In time, Grace, through the federal government's Dawes Act, is given 160 acres of seemingly useless, dried-up land. When oil is discovered on her property, however, Grace becomes the wealthiest Indian in Watona. But a few years later, in full view of her daughter Nola and Nola's friend, Rena Graycloud, Grace is brutally slain. The killing sets in motion a murderous frenzy as Grace's land and the land of other Indians is suddenly up for grabs.

As reports of these incidents reach the larger city newspapers, they catch the eye of Stace Red Hawk, an Indian working for the U.S. Bureau of Investigation in Washington, D.C. He decides to go to Oklahoma to investigate but soon finds himself hampered not only by corrupt federal and local officials, but by his apathetic partners as well. More importantly, he becomes agonizingly torn between the modern world as exemplified by Watona's garishly conspicuous wealth and the centuries-old Indian traditions.

More than the battle over oil, "Mean Spirit" is about the cultural disintegration of the Osage Indian tribe as the white world intrudes upon the Indians' natural environment. This cultural conflict appears virtually on every page and the author uses oil as the chief metaphor to express it. After Grace Blanket is murdered, people who drive past her home, half expecting to see her familiar wave and smile, witness instead "an enormous crater a gas well blowout made in the earth" near her house.

"The water was gone from that land forever, the trees dead, and the grass, once long and rich, was burned black ... and not far from there, they passed another oil field where pumps, fueled by diesel, worked day and night. These bruised fields were noisy and dark. The earth had turned oily black. Blue flames rose up and roared like torches of burning gas. The earth bled oil."

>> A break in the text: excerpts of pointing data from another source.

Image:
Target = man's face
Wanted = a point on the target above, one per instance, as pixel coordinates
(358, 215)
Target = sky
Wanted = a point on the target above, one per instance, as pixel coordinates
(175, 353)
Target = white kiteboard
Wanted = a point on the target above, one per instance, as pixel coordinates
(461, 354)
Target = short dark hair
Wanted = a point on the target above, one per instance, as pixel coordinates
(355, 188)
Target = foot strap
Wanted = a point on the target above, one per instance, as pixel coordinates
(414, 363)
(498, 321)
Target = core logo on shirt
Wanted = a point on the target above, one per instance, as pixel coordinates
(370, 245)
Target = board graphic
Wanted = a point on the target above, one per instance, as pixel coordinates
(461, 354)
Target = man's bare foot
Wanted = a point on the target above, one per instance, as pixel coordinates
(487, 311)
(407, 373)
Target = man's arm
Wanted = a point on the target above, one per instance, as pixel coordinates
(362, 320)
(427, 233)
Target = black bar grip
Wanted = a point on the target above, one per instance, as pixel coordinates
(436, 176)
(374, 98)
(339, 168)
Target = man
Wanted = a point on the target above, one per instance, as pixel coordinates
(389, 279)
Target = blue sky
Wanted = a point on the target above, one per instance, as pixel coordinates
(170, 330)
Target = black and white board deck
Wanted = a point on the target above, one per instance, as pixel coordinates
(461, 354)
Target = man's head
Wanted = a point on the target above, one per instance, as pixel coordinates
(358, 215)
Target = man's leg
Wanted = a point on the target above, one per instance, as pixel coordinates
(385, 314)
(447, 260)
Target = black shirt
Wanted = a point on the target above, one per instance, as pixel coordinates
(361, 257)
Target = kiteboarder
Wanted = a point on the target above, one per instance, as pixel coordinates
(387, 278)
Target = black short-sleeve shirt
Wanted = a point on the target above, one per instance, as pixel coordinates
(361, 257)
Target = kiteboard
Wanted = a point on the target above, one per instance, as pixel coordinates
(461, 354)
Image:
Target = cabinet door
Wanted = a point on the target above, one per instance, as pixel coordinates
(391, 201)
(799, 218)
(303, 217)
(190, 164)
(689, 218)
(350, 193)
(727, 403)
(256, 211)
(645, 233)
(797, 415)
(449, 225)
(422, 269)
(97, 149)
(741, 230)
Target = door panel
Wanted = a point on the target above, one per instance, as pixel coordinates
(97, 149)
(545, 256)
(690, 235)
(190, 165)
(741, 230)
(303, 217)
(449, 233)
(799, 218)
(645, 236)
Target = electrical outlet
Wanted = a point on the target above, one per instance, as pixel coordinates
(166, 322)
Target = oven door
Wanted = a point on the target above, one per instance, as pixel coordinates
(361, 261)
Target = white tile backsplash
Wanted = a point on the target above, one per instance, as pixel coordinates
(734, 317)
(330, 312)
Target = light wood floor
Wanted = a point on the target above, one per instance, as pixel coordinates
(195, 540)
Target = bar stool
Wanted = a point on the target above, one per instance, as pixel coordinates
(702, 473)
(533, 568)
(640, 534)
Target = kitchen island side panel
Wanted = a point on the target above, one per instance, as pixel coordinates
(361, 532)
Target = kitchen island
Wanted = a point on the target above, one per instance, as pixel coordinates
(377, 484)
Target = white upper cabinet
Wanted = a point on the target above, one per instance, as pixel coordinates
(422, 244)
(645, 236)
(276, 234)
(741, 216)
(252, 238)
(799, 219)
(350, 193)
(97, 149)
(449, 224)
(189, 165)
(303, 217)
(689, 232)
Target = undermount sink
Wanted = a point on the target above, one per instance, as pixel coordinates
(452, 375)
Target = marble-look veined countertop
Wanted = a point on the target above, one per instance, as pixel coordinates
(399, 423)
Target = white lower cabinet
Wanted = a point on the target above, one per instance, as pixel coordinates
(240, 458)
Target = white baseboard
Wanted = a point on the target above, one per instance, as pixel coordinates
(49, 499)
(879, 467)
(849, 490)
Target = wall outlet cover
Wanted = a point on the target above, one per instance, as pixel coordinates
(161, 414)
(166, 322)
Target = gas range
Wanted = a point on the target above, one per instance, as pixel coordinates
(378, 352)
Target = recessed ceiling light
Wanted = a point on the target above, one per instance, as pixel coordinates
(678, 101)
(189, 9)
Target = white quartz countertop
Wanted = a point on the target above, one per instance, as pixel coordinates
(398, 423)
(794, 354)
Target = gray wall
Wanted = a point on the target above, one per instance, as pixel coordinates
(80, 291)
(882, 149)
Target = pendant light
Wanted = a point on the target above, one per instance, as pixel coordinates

But when the author shows us the Indians in their native environment in the beautiful hills far from Watona's oil-stained vices, it is as relieving for the reader as leaping back onto Huck Finn's raft after one of his frightful, shoreside adventures. It is here that Linda Hogan, herself a member of the Chickasaw tribe, reveals to us a culture so harmoniously in tune with nature that it appears -- indeed, is -- magical. It is a world where an Indian, lying on the ground, can feel the earth moving through his body. A place where people pay special heed to their dreams and routinely take advice from voices in the river and the hooting of owls. A place where a meteorite pendant can save an Indian squaw from a rifle blast and where a man can actually return from the dead and live among his friends as if nothing had happened.

While a wide streak of "magic realism" runs through "Mean Spirit," it nevertheless addresses achingly real problems that most current novelists would probably choose to shy away from. My one criticism is that Stace Red Hawk, in whom the author has invested such a wonderfully insightful, cultural consciousness, definitely should have been introduced much sooner into the story. Other than that, Linda Hogan has given us, in beautifully spare and unpretentious prose, a powerful work filled with characters we come to care for.

The reviewer frequently writes about contemporary fiction.